Der Begriff der Wohnung im Sinne des Art. 13 GG umfasst davon ausgehend neben der Wohnung im engeren, umgangssprachlichen Sinn jeden Raum, den ein Mensch der allgemeinen Zugänglichkeit entzieht und - auch nur vorübergehend - zur Stätte seines Lebens und Wirkens bestimmt (vgl. Papier, a.a.O., Art. 13 Rn. 10; Jarass, a.a.O., Art. 13 Rn. 1; jeweils m.w.N.). Dabei sind an die Zweckbestimmung keine zu hohen Anforderungen zu stellen. Sie kann durch Mauern oder Zäune oder sonstige Zeichen, die das private, d.h. nicht allgemein Zugängliche deutlich machen (vgl. VGH Bad.-Württ., Beschl. v. 15.12.1992 - NVwZ 1993, 388; ähnl. BGH, Urt. v. 24.07.1998 - 3 StR 78/98 - BGHSt 44, 138, m.w.N.), oder durch sonstiges Verhalten konkludent kundgetan werden (vgl. Gornig, a.a.O., Art. 13 Rn. 14 f.: zum Beispiel durch Schilder). Maßgeblich ist die nach außen erkennbare Zweckbestimmung des Nutzungsberechtigten (BGH, Urt. v. 24.07.1998, a.a.O.). [...]

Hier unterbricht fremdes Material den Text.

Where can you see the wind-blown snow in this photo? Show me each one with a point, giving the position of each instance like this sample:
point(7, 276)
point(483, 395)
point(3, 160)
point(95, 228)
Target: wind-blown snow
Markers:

Ebenfalls in den Schutzbereich von Art. 13 Abs. 1 GG fallen Krankenzimmer, selbst wenn diese Räumlichkeiten nur zu bestimmten Zwecken der Unterbringung und nur vorübergehend überlassen werden. Zwar mag bei Krankenzimmern wie bei Geschäftsräumen nicht der volle Schutz des Art. 13 GG zugunsten der Wahrung der räumlichen Privatsphäre gelten wie bei der Wohnung im engeren Sinne, weil den Krankenhausärzten und dem übrigen Krankenhauspersonal aufgrund ihres Heil- und Betreuungsauftrages Betretungs-, Überwachungs- und Kontrollbefugnisse zustehen. Diese Rechte heben jedoch den Privatcharakter des Krankenzimmers nicht auf (BGH, Urt. v. 10.08.2005 - 1 StR 140/05 - BGHSt 50, 206, m.w.N.; Wolff, a.a.O., Art. 13 Rn. 5; Kluckert, in: Epping/Hillgruber, BeckOK, GG, 49. Ed., Art. 13 Rn. 2; Gornig, a.a.O., Art. 13 Rn. 18; vgl. zu dem abgestuften Schutz von Art. 13 GG bei Geschäftsräumen und dergleichen grdl. BVerfG, Beschl. v. 13.10.1971, a.a.O., und näher noch sogleich). Auch Zimmer in Studentenwohnheimen oder Altersheimen fallen in den Schutzbereich (Jarass, a.a.O., Art. 13 Rn. 4 m.w.N.). Das Gleiche gilt für zur Behebung von Obdachlosigkeit zugewiesene Notunterkünfte (vgl. OVG Berlin, Beschl. v. 08.02.1989 - 6 S 150/88 - NVwZ-RR 1990, 194) jedenfalls dann, wenn es sich dabei um zur alleinigen Nutzung zugewiesene Räumlichkeiten handelt (vgl. HessVGH, Beschl. v. 26.10.1990 - 4 TH 1480/90 - ESVGH 41, 314).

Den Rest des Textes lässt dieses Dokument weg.